How Aircraft Carriers Work

Life on an Aircraft Carrier

Members of the USS George Washington crew scrub the flight deck.
Photo courtesy U.S Department of Defense

The modern supercarrier is widely referred to as a "city at sea." With between 5,000 and 6,000 people working, relaxing, eating and sleeping onboard for months at a time, this is certainly accurate. But it's not at all like any city you would find on dry land.

For starters, most residents have little opportunity to see the outside world. The flight deck, hangar and fantail all have wonderful views of the sea and sky, but they are so hectic and dangerous that only a handful of people are allowed access during normal operations. The top levels of the island are safe enough, but sensitive operations and limited space means you can't have a lot of people coming and going.

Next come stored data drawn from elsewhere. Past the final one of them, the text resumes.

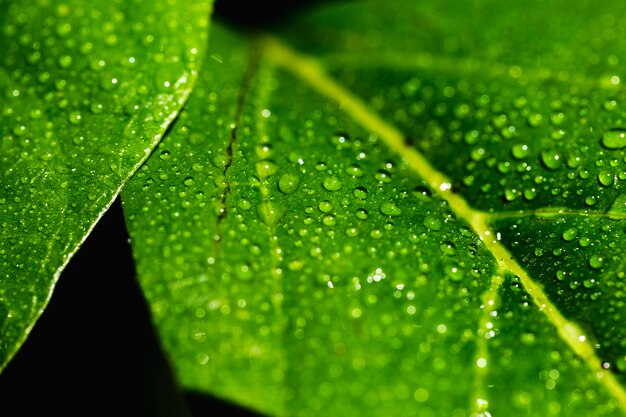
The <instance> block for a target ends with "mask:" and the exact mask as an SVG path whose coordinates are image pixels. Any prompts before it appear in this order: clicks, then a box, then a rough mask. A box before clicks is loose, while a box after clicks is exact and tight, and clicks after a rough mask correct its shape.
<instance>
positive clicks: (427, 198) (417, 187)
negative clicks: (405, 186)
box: [412, 185, 433, 202]
mask: <svg viewBox="0 0 626 417" xmlns="http://www.w3.org/2000/svg"><path fill="white" fill-rule="evenodd" d="M412 194H413V196H414V197H415V198H417V199H418V200H419V201H422V202H427V201H430V200H431V199H432V196H433V193H432V191H430V189H429V188H428V187H425V186H423V185H418V186H417V187H415V188H414V189H413V192H412Z"/></svg>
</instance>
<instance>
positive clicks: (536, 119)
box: [528, 113, 543, 127]
mask: <svg viewBox="0 0 626 417" xmlns="http://www.w3.org/2000/svg"><path fill="white" fill-rule="evenodd" d="M542 119H543V116H542V115H541V114H539V113H535V114H531V115H530V116H528V124H529V125H530V126H531V127H537V126H539V125H541V121H542Z"/></svg>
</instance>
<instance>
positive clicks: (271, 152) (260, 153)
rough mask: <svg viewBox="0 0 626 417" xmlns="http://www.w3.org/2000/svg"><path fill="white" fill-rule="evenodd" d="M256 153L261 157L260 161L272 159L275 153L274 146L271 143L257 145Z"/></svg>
mask: <svg viewBox="0 0 626 417" xmlns="http://www.w3.org/2000/svg"><path fill="white" fill-rule="evenodd" d="M255 151H256V154H257V156H258V157H259V159H267V158H270V157H271V156H272V153H273V149H272V145H270V144H269V143H264V144H262V145H257V146H256V147H255Z"/></svg>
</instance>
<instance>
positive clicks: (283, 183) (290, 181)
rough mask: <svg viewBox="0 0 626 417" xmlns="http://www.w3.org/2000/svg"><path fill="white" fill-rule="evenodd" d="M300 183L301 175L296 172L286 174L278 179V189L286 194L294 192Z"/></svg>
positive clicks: (293, 192) (282, 192)
mask: <svg viewBox="0 0 626 417" xmlns="http://www.w3.org/2000/svg"><path fill="white" fill-rule="evenodd" d="M299 185H300V177H299V176H297V175H295V174H284V175H283V176H282V177H280V179H279V180H278V189H279V190H280V191H281V192H282V193H284V194H292V193H294V192H295V191H296V190H297V189H298V186H299Z"/></svg>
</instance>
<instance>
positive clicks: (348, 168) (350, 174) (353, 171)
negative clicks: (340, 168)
mask: <svg viewBox="0 0 626 417" xmlns="http://www.w3.org/2000/svg"><path fill="white" fill-rule="evenodd" d="M346 173H347V174H348V175H352V176H354V177H362V176H363V174H364V173H365V172H364V171H363V168H361V167H360V166H359V165H357V164H352V165H350V166H349V167H347V168H346Z"/></svg>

A sailor who works below deck might go for weeks without ever seeing daylight.


Throughout the ship, conditions are much more cramped than in a normal city. To get from place to place, personnel have to scale nearly vertical steps and squeeze past each other in narrow corridors. The berthing compartments (sleeping quarters) are extremely tight. Enlisted personnel share a compartment with about 60 other people, all sleeping in single bunks, generally called racks, crammed together in stacks of three. Each person gets a small stowage bin and upright locker for clothes and personal belongings, and everybody in the compartment shares a bathroom and a small common area with a television hooked up to one of the carrier's satellite dishes. Officers enjoy more space and finer furnishings, but their space is limited, too. Everybody onboard has to get used to tight quarters.

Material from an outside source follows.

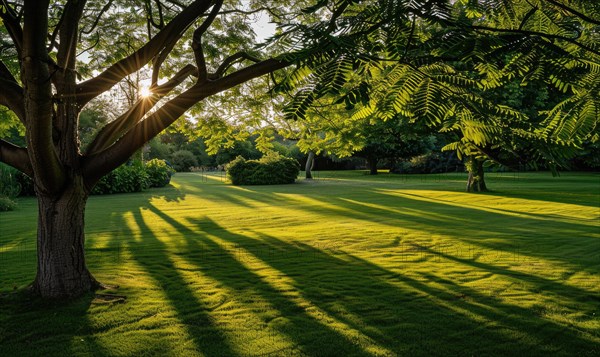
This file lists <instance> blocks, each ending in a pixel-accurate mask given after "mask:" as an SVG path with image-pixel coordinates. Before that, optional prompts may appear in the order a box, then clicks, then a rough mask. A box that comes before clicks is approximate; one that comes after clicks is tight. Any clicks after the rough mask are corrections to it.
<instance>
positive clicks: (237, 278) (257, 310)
mask: <svg viewBox="0 0 600 357" xmlns="http://www.w3.org/2000/svg"><path fill="white" fill-rule="evenodd" d="M149 209H150V210H151V211H152V212H153V213H154V214H156V215H158V216H159V217H160V218H161V219H162V220H164V221H165V222H167V223H168V224H169V225H170V226H172V228H173V229H175V230H176V231H177V233H178V234H179V235H180V237H181V242H180V244H182V245H184V247H183V249H181V250H180V251H181V252H185V253H182V254H178V257H179V258H181V259H184V260H185V261H186V262H187V263H188V264H191V265H192V266H193V267H194V268H193V269H197V271H198V272H201V274H203V275H206V276H209V277H210V278H211V279H213V280H214V281H216V282H218V283H219V284H221V285H222V286H224V287H226V289H227V290H229V291H230V294H231V295H232V296H231V299H232V300H235V301H237V303H238V304H239V305H240V306H242V307H244V308H245V309H247V310H248V309H249V310H250V313H253V314H255V315H257V316H259V317H260V318H261V319H262V322H261V323H260V324H259V325H260V326H262V328H264V329H271V330H274V331H276V333H277V334H278V335H282V336H283V337H285V339H286V340H291V341H293V343H292V345H291V346H292V347H289V348H290V350H285V351H281V350H274V351H273V353H278V352H279V353H284V352H287V353H292V352H291V351H295V350H294V349H298V350H299V351H300V352H301V353H306V354H309V355H364V354H369V353H374V351H378V352H379V353H381V354H389V353H392V354H416V355H430V354H465V353H466V354H473V353H475V354H511V353H513V352H514V351H527V354H528V355H547V354H549V353H552V354H555V355H560V354H564V355H569V354H572V353H582V354H586V353H588V354H590V355H591V354H592V352H593V351H594V346H595V345H594V342H593V341H592V340H590V339H588V338H586V337H584V335H582V333H581V332H582V331H578V330H576V329H574V328H571V327H569V326H567V325H562V324H560V323H557V322H555V321H552V320H550V319H547V318H544V317H543V316H541V315H540V311H539V310H536V309H527V308H523V307H520V306H518V305H513V304H509V303H507V302H504V301H503V300H502V299H499V298H498V297H495V296H490V295H485V294H482V293H481V292H480V291H478V290H475V289H472V288H469V287H467V286H461V285H458V284H456V283H455V282H453V281H450V280H448V279H446V278H444V277H443V276H440V275H438V274H435V273H430V274H421V276H419V277H418V278H415V277H414V276H413V277H409V276H405V275H402V274H398V273H396V272H392V271H389V270H386V269H384V268H381V267H379V266H377V265H375V264H373V263H371V262H369V261H366V260H364V259H360V258H358V257H355V256H353V255H349V254H346V253H343V252H339V251H338V252H331V251H329V252H328V251H324V250H321V249H317V248H315V247H313V246H309V245H306V244H303V243H300V242H296V243H294V244H291V243H288V242H285V241H282V240H280V239H278V238H276V237H273V236H269V235H266V234H262V233H258V232H252V231H249V232H247V234H244V235H243V234H237V233H233V232H229V231H228V230H226V229H225V228H224V227H221V226H219V225H218V224H217V223H216V222H214V221H212V220H210V219H208V218H199V219H196V218H188V219H187V223H188V224H183V223H181V222H179V221H177V220H175V219H173V218H171V217H170V216H169V215H168V214H166V213H164V212H162V211H160V210H158V209H157V208H156V207H154V206H152V205H150V206H149ZM139 219H140V221H139V224H142V225H143V224H145V223H143V222H142V218H141V217H139ZM190 227H193V228H190ZM148 239H150V240H156V239H157V238H156V237H149V238H148ZM152 243H156V242H152ZM159 246H160V244H159ZM165 249H166V247H165ZM140 251H141V250H140ZM160 258H161V259H160V261H162V262H163V264H167V267H168V268H170V269H171V268H172V269H173V273H172V274H174V275H176V274H178V272H177V269H176V268H175V267H174V266H172V265H169V263H164V262H168V261H169V259H171V258H172V257H170V256H169V255H167V254H166V253H165V255H164V256H160ZM444 258H446V259H450V260H454V261H456V262H459V263H461V264H466V265H471V266H473V267H475V268H478V269H481V270H486V271H489V272H490V273H494V274H500V275H502V274H505V275H511V276H512V277H513V278H514V279H516V280H522V281H523V283H524V284H530V285H534V286H539V287H540V288H543V289H547V290H549V291H551V292H552V293H556V294H559V295H561V296H563V297H573V296H582V295H583V294H584V293H585V292H583V291H581V290H580V289H578V288H574V287H570V286H566V285H563V284H560V283H556V282H549V281H546V280H543V279H542V280H540V278H538V277H535V276H531V275H527V274H520V275H517V276H515V275H514V272H510V271H507V270H505V269H502V268H499V267H497V266H492V265H485V264H481V263H477V262H471V261H465V260H464V259H460V258H456V257H452V256H450V255H445V256H444ZM136 260H137V261H138V262H140V263H141V264H142V265H145V266H146V267H147V269H146V270H147V272H148V273H149V274H150V275H151V276H152V277H153V278H154V279H156V280H158V281H162V282H163V283H164V284H165V286H173V287H174V289H175V287H178V288H177V291H178V292H173V293H170V292H169V290H168V288H167V290H166V293H167V296H168V298H169V303H170V304H172V305H173V306H174V307H175V308H176V310H177V311H178V316H179V318H180V320H181V321H182V322H183V323H184V324H185V325H186V326H187V328H188V332H189V333H190V335H192V336H194V341H195V342H196V343H197V344H199V349H200V350H201V351H203V352H207V353H208V354H211V352H210V351H214V349H213V348H214V345H213V344H217V345H218V346H220V347H223V346H227V341H221V340H219V338H217V339H216V340H215V338H214V337H215V336H221V335H220V334H219V333H217V332H215V331H211V332H207V331H206V330H202V329H196V328H195V327H194V326H193V321H191V320H190V318H189V316H193V315H194V314H197V313H198V311H197V310H198V309H200V310H202V309H205V308H206V306H203V305H202V301H201V300H199V299H198V297H197V296H198V292H195V291H192V290H190V289H188V288H185V286H186V284H185V281H184V280H182V278H181V277H174V276H173V275H170V276H169V277H164V276H159V275H157V274H156V273H153V272H155V271H156V270H157V269H155V267H154V265H155V264H156V261H155V260H154V259H151V260H150V259H149V260H148V261H146V262H144V258H142V257H141V255H139V256H138V257H137V258H136ZM256 262H259V265H260V264H262V265H265V266H263V267H262V268H260V269H258V270H260V271H261V272H262V273H263V274H260V275H259V274H258V273H257V272H256V271H254V269H252V268H249V266H252V264H256ZM255 269H256V268H255ZM265 272H266V273H265ZM281 274H282V275H283V276H285V277H286V278H287V279H288V280H289V281H290V282H289V286H287V287H285V288H281V287H276V286H275V285H274V283H273V282H272V281H271V280H272V279H270V278H269V276H271V277H272V276H278V275H281ZM182 286H183V288H182ZM291 291H295V293H291ZM257 300H260V301H264V302H266V305H267V306H268V309H269V310H271V312H270V313H269V316H268V317H267V316H264V315H261V313H264V310H265V306H262V305H260V304H256V303H255V302H256V301H257ZM577 300H578V299H577ZM579 302H581V301H579ZM280 319H285V321H286V323H283V324H282V323H279V324H278V323H275V322H276V321H280ZM215 328H216V329H218V328H219V327H215ZM558 336H560V337H558ZM207 338H208V340H209V341H211V342H209V345H207V346H203V345H202V341H206V340H207ZM205 343H206V342H205ZM238 347H239V346H238ZM225 348H226V347H225ZM273 348H275V347H273ZM233 349H234V348H233V347H230V350H229V351H228V352H229V353H231V354H232V355H233V354H235V353H234V351H233ZM296 352H298V351H296Z"/></svg>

Firing practice onboard the USS Independence
Photo courtesy U.S Department of Defense
2001 New Year's Eve party in the USS Theodore Roosevelt hangar bay
Photo courtesy U.S. Navy

Jobs are highly varied, just like in a normal city. Approximately 2,500 men and women form the air wing, the people who actually fly and maintain the aircraft. Another 3,000 or so people make up the ship's company, which keeps all parts of the carrier running smoothly -- this includes everything from washing dishes and preparing meals to handling weaponry and maintaining the nuclear reactors.

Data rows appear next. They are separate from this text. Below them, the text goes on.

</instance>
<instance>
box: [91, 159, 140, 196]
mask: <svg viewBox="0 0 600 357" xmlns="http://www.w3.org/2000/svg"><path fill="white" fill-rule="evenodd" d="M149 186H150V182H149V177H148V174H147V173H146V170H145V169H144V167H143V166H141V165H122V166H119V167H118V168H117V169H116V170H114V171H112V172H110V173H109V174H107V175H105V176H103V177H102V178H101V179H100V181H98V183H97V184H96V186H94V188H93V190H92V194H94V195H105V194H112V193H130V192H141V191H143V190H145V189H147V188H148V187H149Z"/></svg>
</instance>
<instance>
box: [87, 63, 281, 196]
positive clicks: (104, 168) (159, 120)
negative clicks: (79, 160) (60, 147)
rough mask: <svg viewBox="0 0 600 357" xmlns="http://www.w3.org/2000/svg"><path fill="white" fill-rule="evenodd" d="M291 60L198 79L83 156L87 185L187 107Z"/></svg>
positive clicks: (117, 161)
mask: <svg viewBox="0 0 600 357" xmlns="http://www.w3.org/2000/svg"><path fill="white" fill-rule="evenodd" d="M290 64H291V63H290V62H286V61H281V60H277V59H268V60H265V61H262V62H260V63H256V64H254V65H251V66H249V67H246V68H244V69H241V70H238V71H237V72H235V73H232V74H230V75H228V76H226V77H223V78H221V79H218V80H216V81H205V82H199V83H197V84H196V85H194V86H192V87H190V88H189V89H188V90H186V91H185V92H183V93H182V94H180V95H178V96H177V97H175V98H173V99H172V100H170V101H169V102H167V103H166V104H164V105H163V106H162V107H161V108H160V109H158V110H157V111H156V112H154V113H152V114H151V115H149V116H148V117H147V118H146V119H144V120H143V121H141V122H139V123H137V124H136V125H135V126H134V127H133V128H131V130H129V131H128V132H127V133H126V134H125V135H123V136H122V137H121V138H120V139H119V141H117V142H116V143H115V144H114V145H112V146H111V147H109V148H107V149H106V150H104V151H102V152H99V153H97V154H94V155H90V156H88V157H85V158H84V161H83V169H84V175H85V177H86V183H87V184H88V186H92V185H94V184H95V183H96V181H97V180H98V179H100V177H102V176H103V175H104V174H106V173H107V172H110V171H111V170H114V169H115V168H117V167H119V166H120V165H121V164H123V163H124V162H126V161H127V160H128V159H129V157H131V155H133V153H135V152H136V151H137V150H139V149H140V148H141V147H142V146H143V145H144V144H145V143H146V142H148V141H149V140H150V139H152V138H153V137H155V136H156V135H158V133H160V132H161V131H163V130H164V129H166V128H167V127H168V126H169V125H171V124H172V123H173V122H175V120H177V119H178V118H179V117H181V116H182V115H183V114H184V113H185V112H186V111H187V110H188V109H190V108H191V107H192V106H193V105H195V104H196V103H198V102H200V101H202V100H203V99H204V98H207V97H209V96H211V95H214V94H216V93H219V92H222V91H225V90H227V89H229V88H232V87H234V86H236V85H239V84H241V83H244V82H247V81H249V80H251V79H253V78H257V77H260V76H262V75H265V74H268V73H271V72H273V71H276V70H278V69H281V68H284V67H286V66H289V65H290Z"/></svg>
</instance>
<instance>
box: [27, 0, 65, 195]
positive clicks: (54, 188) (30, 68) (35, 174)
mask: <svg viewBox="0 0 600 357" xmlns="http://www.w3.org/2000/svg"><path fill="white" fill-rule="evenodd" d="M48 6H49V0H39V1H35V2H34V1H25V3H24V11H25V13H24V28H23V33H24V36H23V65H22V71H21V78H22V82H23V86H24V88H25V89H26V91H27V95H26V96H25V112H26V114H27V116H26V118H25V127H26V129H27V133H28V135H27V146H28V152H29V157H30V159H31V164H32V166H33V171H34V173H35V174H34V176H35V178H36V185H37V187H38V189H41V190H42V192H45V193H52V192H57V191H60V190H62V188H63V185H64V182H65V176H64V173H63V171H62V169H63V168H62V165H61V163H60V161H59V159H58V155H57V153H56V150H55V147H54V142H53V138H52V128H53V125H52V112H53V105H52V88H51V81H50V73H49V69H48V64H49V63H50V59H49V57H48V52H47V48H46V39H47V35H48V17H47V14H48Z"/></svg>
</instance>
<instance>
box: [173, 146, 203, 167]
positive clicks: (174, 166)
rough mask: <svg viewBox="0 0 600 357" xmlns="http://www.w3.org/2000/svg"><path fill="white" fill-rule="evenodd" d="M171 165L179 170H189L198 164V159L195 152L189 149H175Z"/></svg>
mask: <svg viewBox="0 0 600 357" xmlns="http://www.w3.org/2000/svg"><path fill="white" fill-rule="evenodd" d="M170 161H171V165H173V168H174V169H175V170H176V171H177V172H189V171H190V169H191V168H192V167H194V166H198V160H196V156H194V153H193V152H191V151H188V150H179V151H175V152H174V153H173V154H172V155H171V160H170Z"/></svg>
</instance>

The ship has everything its residents need to live, even if it's not as comfortably as they would like. There are multiple galleys (kitchens) and mess halls onboard, which collectively serve as many as 18,000 meals a day. The ship also has a sizable laundry facility, dentist and doctor's offices, various stores and a bank of telephones where personnel can talk to their families via satellite.

Sailors phoning home onboard the USS Harry S. Truman
Photo courtesy U.S. Navy

Life onboard an aircraft carrier is undeniably difficult and exhausting, but it can also be exhilarating, especially for the men and women up on the flight deck, flying and bringing in planes on a tiny patch of runway. Good or bad, it's like no other place on earth.